Q: According to the U.S. government’s brief, Microsoft has not produced any evidence that Microsoft would violate Irish or EU law by complying with the U.S. warrant in this case. Further, the U.S. government argues that Irish law contains similar powers for the Irish government to compel the production of records located outside Ireland by a company subject to Irish jurisdiction. How does Microsoft answer these arguments?

A: In fact, multiple EU officials have raised the prospect that compliance with the warrant would violate EU law. They haven’t yet announced a final position, and we think it’s worth hearing them out. And it’s also important to acknowledge the point made in a declaration from the former Attorney General of Ireland who was involved in negotiating the MLAT with the United States. His declaration says this type of situation is exactly why they negotiated the MLAT.

Ultimately, however, the question here is not about Irish or European law but about U.S. law. This is a law enacted by Congress. There is no reason to believe that Congress intended it to apply outside the United States. If law enforcement wants authority to apply search warrants outside of our own borders, it should go to Congress to seek that approval.

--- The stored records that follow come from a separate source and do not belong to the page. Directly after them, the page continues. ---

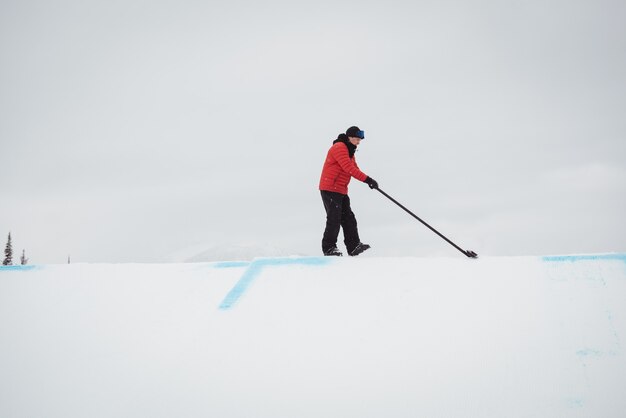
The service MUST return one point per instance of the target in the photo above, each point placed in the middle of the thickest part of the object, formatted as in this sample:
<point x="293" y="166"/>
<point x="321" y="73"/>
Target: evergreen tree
<point x="8" y="253"/>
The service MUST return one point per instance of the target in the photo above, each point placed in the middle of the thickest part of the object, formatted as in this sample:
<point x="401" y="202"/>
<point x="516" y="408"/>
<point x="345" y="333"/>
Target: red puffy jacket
<point x="338" y="169"/>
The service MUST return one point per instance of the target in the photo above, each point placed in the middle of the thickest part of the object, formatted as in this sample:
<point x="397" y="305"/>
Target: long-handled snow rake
<point x="468" y="253"/>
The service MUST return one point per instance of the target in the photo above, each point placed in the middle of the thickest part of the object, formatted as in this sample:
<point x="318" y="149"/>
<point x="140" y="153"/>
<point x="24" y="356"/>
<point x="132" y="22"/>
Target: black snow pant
<point x="339" y="214"/>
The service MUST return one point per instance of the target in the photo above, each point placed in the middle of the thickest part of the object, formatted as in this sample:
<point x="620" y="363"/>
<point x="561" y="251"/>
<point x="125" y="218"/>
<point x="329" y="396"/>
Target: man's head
<point x="355" y="135"/>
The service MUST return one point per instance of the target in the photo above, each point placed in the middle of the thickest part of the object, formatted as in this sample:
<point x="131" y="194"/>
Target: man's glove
<point x="372" y="183"/>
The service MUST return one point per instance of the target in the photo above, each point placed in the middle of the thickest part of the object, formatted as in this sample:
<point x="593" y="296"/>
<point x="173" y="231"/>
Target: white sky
<point x="136" y="130"/>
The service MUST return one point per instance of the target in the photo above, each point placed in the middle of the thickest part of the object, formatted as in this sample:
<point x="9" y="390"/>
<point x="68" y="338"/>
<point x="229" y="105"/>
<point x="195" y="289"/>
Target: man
<point x="339" y="168"/>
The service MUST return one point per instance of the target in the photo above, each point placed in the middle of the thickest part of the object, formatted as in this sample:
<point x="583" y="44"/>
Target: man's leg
<point x="348" y="223"/>
<point x="333" y="203"/>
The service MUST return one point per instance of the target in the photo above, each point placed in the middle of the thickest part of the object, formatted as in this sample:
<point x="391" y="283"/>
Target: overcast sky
<point x="152" y="130"/>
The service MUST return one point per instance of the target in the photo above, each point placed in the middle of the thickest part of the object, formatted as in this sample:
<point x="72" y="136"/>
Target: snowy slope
<point x="316" y="337"/>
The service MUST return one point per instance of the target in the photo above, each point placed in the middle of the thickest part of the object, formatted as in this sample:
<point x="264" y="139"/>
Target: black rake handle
<point x="468" y="253"/>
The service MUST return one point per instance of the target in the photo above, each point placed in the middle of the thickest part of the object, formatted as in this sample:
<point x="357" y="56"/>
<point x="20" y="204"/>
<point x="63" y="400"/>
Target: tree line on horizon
<point x="8" y="254"/>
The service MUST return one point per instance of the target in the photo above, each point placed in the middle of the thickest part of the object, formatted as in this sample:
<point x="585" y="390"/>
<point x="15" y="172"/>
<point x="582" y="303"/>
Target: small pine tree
<point x="8" y="253"/>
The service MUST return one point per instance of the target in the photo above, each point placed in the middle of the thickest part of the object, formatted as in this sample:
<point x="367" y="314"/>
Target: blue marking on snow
<point x="588" y="257"/>
<point x="256" y="267"/>
<point x="18" y="268"/>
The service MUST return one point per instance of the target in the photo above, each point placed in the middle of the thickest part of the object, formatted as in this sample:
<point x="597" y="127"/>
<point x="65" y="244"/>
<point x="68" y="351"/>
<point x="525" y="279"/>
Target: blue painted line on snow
<point x="592" y="257"/>
<point x="18" y="268"/>
<point x="256" y="267"/>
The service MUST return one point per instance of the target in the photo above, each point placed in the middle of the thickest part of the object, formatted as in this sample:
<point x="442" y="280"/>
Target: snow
<point x="316" y="337"/>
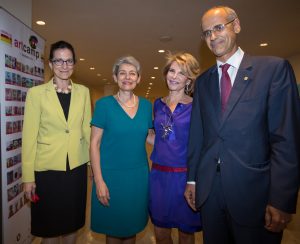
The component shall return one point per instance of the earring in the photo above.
(188, 88)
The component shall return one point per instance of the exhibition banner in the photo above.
(21, 67)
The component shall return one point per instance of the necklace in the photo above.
(167, 126)
(60, 90)
(122, 103)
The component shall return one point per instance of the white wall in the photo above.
(22, 9)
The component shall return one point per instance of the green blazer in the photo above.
(47, 137)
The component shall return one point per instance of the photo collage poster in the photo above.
(21, 67)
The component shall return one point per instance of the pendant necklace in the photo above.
(67, 90)
(122, 103)
(167, 127)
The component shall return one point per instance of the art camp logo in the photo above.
(33, 41)
(29, 48)
(6, 37)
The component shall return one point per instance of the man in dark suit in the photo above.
(243, 165)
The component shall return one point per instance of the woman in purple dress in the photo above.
(167, 205)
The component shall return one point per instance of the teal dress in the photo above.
(124, 166)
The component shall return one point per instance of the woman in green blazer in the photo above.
(56, 133)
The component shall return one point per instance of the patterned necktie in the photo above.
(225, 86)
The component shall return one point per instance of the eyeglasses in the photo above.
(217, 28)
(60, 62)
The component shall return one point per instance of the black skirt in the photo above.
(62, 202)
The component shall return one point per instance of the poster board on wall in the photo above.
(21, 67)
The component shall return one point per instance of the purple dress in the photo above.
(167, 205)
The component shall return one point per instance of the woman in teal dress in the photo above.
(120, 127)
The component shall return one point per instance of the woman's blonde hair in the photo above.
(188, 65)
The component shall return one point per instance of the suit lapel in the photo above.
(243, 78)
(53, 98)
(75, 98)
(214, 91)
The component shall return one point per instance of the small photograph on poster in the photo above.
(8, 94)
(13, 144)
(11, 211)
(8, 62)
(12, 161)
(14, 78)
(9, 111)
(19, 80)
(8, 79)
(24, 93)
(19, 66)
(10, 177)
(13, 63)
(9, 127)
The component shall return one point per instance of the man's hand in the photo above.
(276, 220)
(189, 195)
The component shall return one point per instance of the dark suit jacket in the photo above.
(256, 139)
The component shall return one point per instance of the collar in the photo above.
(235, 60)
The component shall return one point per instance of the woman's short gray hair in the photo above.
(126, 60)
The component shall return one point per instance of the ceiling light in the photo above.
(40, 22)
(165, 38)
(264, 44)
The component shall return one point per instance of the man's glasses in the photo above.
(217, 28)
(60, 62)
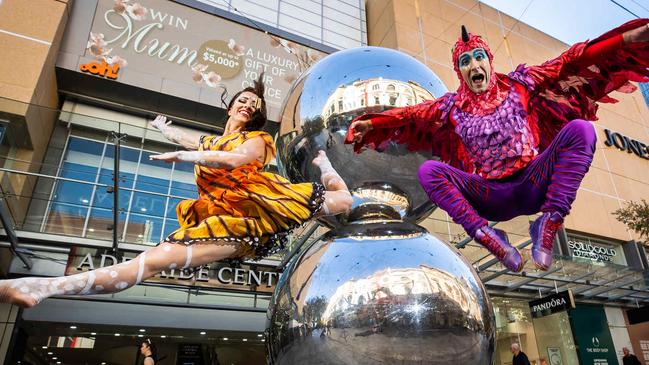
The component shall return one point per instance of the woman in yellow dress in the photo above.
(241, 212)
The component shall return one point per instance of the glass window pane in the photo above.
(73, 192)
(170, 226)
(100, 223)
(153, 175)
(104, 199)
(148, 204)
(127, 164)
(171, 208)
(66, 219)
(143, 229)
(182, 183)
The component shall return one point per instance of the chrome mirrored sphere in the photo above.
(317, 114)
(380, 293)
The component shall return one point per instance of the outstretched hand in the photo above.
(167, 157)
(160, 122)
(639, 34)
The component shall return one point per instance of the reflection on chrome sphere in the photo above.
(317, 114)
(380, 293)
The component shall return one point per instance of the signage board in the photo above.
(170, 48)
(551, 304)
(258, 278)
(596, 250)
(592, 336)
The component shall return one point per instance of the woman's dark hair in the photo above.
(258, 118)
(152, 347)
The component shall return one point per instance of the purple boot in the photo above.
(496, 241)
(543, 231)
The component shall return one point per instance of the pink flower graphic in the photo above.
(236, 48)
(136, 11)
(96, 45)
(120, 6)
(116, 60)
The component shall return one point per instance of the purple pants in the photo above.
(548, 184)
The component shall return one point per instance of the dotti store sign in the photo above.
(174, 49)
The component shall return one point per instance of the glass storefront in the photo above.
(81, 205)
(548, 337)
(80, 343)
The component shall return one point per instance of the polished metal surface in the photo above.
(380, 293)
(317, 114)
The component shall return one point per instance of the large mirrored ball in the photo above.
(380, 294)
(317, 114)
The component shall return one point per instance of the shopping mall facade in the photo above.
(74, 110)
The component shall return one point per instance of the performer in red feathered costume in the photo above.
(513, 144)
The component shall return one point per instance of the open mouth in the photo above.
(477, 79)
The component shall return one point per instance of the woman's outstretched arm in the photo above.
(190, 141)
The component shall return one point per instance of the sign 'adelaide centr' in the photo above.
(170, 44)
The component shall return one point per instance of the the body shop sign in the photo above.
(163, 40)
(595, 250)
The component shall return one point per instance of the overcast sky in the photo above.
(572, 20)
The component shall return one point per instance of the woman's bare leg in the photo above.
(27, 292)
(337, 197)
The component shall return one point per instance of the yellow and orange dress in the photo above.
(253, 207)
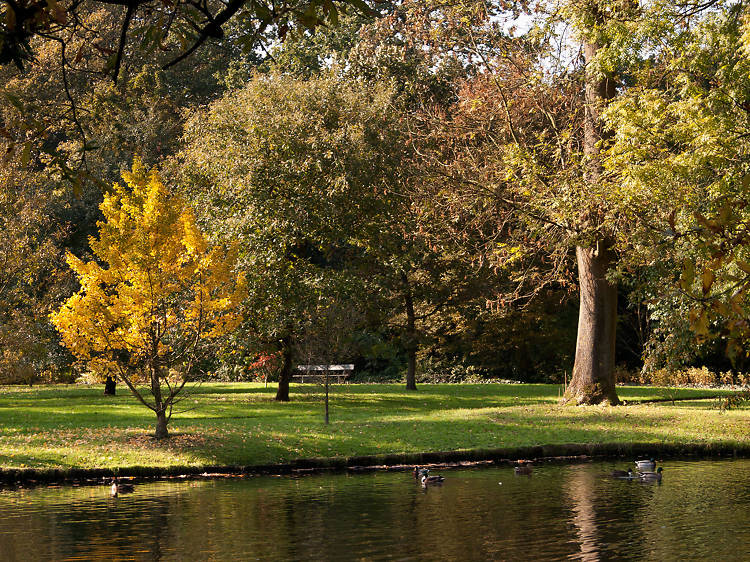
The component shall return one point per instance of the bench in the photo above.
(339, 372)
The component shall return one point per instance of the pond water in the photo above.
(700, 510)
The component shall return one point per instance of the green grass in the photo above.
(241, 424)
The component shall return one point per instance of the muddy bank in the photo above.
(571, 452)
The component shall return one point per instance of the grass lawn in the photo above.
(240, 423)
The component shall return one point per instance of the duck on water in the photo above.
(118, 488)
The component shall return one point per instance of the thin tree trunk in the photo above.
(159, 406)
(411, 336)
(287, 366)
(593, 379)
(327, 394)
(161, 424)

We in fact have proposed to Congress what we believe would be a sensible approach that would give law enforcement this unilateral authority when e-mails belong to an American citizen or resident. But it would require the use and strengthening of international legal processes when e-mails belong to someone else. This is the type of approach that we believe American citizens could accept when the shoe is on the other foot, so to speak. It would strike the right balance between privacy and public safety.

No doubt there are opportunities to make improvements to the legislation that is being considered.  But that will happen only if everyone starts to work on a legislative approach. And after almost two years of litigation, I think it’s fair to say that everyone will come to the table only if we win this case.